I used to be in a club that drew pictures of weird dinosaurs we "invented." We then assigned each other new dinosaurs to be. As if this is not ridiculous enough . . . I was cool in fifth grade. I did things like this and I was popular. I am not even kidding. I did weird things like this and I was really cool.

Monday, October 8, 2007

We'll say 233 . . .ish.

I have yet again let time and committment elude me. I think it is a little funny that I do not manage to make an entry in this everyday. I used to be extremely devoted to my online journalings. However, I have been experiencing a journal writing drought not only electronically, but with my inkwell and scroll as well.

I could say it is because I have been busy. I could accredit my neglect to apathy. I could even invent an excuse involving alien abduction. However, all three of these are equally far from the truth. The reality is that I received an e-mail from the TCU English Department. The aforementioned e-mail included an invitation to enter TCU's Creative Writing Contest.
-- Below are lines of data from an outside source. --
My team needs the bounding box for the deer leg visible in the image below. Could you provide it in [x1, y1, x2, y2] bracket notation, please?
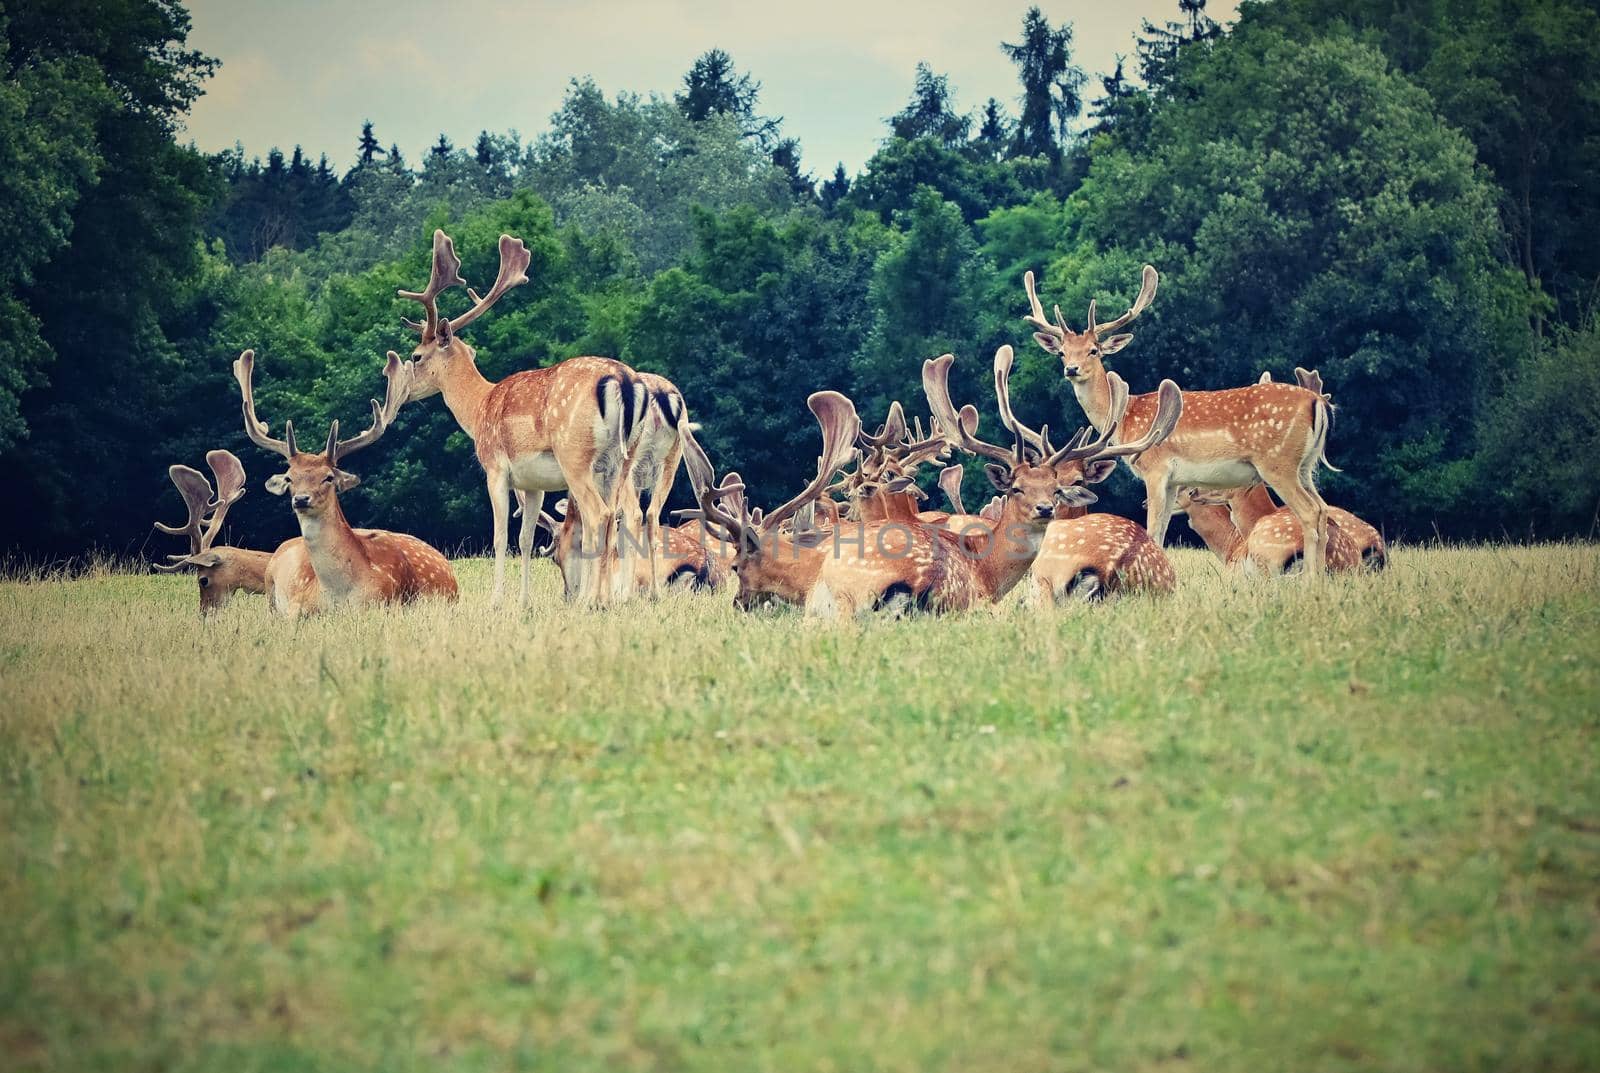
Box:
[517, 489, 544, 607]
[486, 469, 512, 607]
[566, 479, 612, 608]
[1143, 469, 1177, 547]
[1275, 478, 1330, 579]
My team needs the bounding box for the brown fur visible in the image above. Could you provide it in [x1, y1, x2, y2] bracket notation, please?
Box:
[1030, 513, 1176, 603]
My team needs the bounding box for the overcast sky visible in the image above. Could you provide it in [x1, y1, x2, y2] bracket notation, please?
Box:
[183, 0, 1238, 175]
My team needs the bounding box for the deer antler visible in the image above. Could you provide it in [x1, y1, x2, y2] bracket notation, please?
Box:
[233, 350, 293, 459]
[398, 229, 467, 337]
[1022, 270, 1065, 346]
[1088, 264, 1158, 337]
[1294, 367, 1326, 397]
[447, 233, 531, 334]
[762, 392, 862, 531]
[937, 464, 966, 515]
[993, 345, 1048, 460]
[153, 450, 248, 571]
[1047, 374, 1183, 465]
[858, 401, 908, 449]
[329, 352, 411, 462]
[923, 353, 1015, 464]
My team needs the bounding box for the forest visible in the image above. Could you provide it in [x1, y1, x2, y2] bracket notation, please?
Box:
[3, 0, 1598, 561]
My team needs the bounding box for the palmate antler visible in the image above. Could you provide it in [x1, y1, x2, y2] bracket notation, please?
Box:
[1044, 373, 1183, 466]
[922, 353, 1017, 465]
[399, 230, 531, 339]
[680, 394, 860, 551]
[1024, 265, 1159, 343]
[232, 349, 411, 463]
[152, 450, 247, 571]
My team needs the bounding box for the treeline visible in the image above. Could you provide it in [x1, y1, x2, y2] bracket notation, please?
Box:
[3, 0, 1598, 562]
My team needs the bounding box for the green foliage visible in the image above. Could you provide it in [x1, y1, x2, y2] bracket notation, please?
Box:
[1002, 6, 1086, 163]
[1241, 0, 1600, 329]
[1476, 324, 1600, 535]
[1043, 28, 1528, 533]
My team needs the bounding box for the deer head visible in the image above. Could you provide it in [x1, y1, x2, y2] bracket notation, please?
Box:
[152, 449, 250, 612]
[398, 229, 531, 400]
[923, 348, 1182, 525]
[233, 349, 410, 521]
[1023, 265, 1158, 385]
[678, 394, 860, 611]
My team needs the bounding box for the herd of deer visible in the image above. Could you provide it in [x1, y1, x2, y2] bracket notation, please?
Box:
[153, 228, 1386, 618]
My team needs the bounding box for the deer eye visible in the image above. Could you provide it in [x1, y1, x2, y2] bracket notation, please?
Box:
[198, 576, 210, 588]
[323, 474, 335, 484]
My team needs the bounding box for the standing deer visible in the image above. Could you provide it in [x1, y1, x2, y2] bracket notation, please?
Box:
[234, 350, 459, 616]
[151, 449, 271, 612]
[398, 228, 654, 607]
[1023, 266, 1336, 574]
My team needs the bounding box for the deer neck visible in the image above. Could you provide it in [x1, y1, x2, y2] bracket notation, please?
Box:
[294, 497, 371, 598]
[1185, 505, 1245, 562]
[1229, 486, 1277, 536]
[754, 539, 825, 605]
[969, 498, 1049, 600]
[437, 358, 495, 442]
[1072, 368, 1119, 438]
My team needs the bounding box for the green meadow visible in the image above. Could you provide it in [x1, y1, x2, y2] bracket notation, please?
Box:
[1, 544, 1597, 1071]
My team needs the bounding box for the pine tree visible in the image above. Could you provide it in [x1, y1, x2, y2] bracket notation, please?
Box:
[889, 63, 971, 148]
[1001, 7, 1086, 162]
[432, 133, 452, 159]
[1137, 0, 1220, 91]
[1088, 56, 1139, 137]
[819, 164, 850, 213]
[971, 98, 1010, 160]
[676, 49, 780, 144]
[357, 120, 383, 165]
[770, 138, 814, 199]
[387, 143, 407, 172]
[474, 131, 495, 167]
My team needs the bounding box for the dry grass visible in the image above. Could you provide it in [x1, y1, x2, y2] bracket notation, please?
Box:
[1, 544, 1597, 1072]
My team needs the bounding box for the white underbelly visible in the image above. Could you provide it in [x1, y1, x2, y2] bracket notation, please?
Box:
[508, 451, 567, 491]
[1166, 458, 1259, 488]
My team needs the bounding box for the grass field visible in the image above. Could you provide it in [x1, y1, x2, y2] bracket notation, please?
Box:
[1, 544, 1597, 1072]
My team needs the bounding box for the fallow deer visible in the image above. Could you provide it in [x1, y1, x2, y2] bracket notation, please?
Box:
[398, 229, 655, 607]
[1175, 487, 1366, 575]
[1227, 483, 1386, 571]
[535, 497, 729, 592]
[683, 350, 1180, 616]
[152, 449, 271, 612]
[1023, 267, 1336, 574]
[234, 350, 459, 616]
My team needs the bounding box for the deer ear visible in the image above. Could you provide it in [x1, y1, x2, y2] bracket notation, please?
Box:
[1060, 486, 1099, 507]
[190, 551, 223, 568]
[334, 469, 361, 492]
[436, 317, 453, 345]
[1100, 333, 1135, 355]
[1082, 458, 1118, 484]
[1032, 331, 1062, 354]
[984, 463, 1012, 492]
[264, 474, 291, 495]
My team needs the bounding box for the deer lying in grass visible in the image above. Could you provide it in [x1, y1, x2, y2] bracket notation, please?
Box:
[1175, 486, 1372, 574]
[235, 350, 458, 616]
[534, 496, 729, 592]
[1023, 266, 1337, 574]
[682, 350, 1180, 616]
[399, 229, 669, 607]
[152, 449, 271, 612]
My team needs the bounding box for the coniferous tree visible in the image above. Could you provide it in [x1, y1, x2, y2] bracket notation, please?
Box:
[770, 138, 814, 200]
[357, 120, 383, 165]
[474, 130, 496, 167]
[1002, 7, 1085, 162]
[1137, 0, 1221, 91]
[889, 63, 970, 148]
[1087, 56, 1140, 137]
[819, 164, 850, 213]
[971, 98, 1010, 160]
[432, 133, 452, 159]
[675, 48, 780, 144]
I thought this sounded utterly appealing so I decided I should enter. After looking over a few working drafts I already had in what could very loosely be considered "my portfolio", I decided that I find my writing poor and childish. I rarely read over my creative writing because I know I will find it insipid. I never let anyone else read it because I am worried they will agree. This is why I abandoned any dreams of being a writer because I fear criticism.

So I have been battling my own critical eye the past two weeks. The battle was so fierce that I stopped all writing (with the exception of academic, non-creative formats) so I could focus in on why I think I am so terrible. I still do not have an answer. The only quasi-answer I have formulated is . . . maybe I am not terrible. Perhaps I am simply a coward.

Then I remembered: I am a coward. I prefer maintaining the status quo to taking the risk that may cause me to fall flat on my face. This is a ridiculous way to live my life, especially in regards to something I am passionate about.

So come November 16th, I will be bold. I am going to submit some work and if it is terrible it will be terrific. I did win a poetry contest in 7th grade and my mom thinks I am a genius. Does this qualify me? Affirmative.